Goldman Sachs looked at four key properties of a long-term store of value–durability, portability, intrinsic value and unit of account–concluding that the reasons why gold was originally adopted as a store of wealth remain relevant today. Here are their ratings:

Durability: While both require expertise for correct long-term storage, gold wins because cryptocurrencies are vulnerable to: hacking of online wallets or the user’s computer or smartphone; regulatory risk; and internet infrastructure risk during a crisis (as in Puerto Rico).

Portability: Transferring bullion can be expensive given its weight, its need for a high level of security, and high import taxes in some countries such as India. In contrast, bitcoins are much faster and cheaper to move.
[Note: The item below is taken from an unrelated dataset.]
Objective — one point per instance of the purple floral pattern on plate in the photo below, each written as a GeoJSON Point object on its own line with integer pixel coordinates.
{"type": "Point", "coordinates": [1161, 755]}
Intrinsic value: There’s a limited supply of gold and other precious metals in the Earth’s crust, whereas in the case of cryptocurrencies, it’s easy to create new ones, meaning there’s effectively no control over supply and no intrinsic value due to rarity.

Unit of account: Gold is better at holding its purchasing power and has much lower daily volatility. Bitcoin/dollar volatility has averaged almost seven times that of gold in 2017, GS calculates.

The Goldman Sachs authors also conclude that these factors “clearly illustrate that Bitcoin as a unit of account and medium of exchange is nowhere near as favourable as it first appears.”

09. Gold v Bitcoin chart

Is gold that really that immovable? Goldman Sachs found gold was only at a disadvantage to bitcoin when it came to portability. Bullion is often accused of being bulky and therefore dysfunctional as a form of money. However, there is one factor commonly overlooked by those who make this argument; the size of gold bars and coins relative to their value. A kilo of gold (about 2.2 pounds) is about the size of your IPhone but it’s worth about US$40,000.

In our view, investors need to be clear about their motives before deciding where to put their savings. For security, the answer appears to be gold. For the potential of large speculative gains, bitcoin may be for you, if you have the stomach for risk and some extra funds you can afford to lose.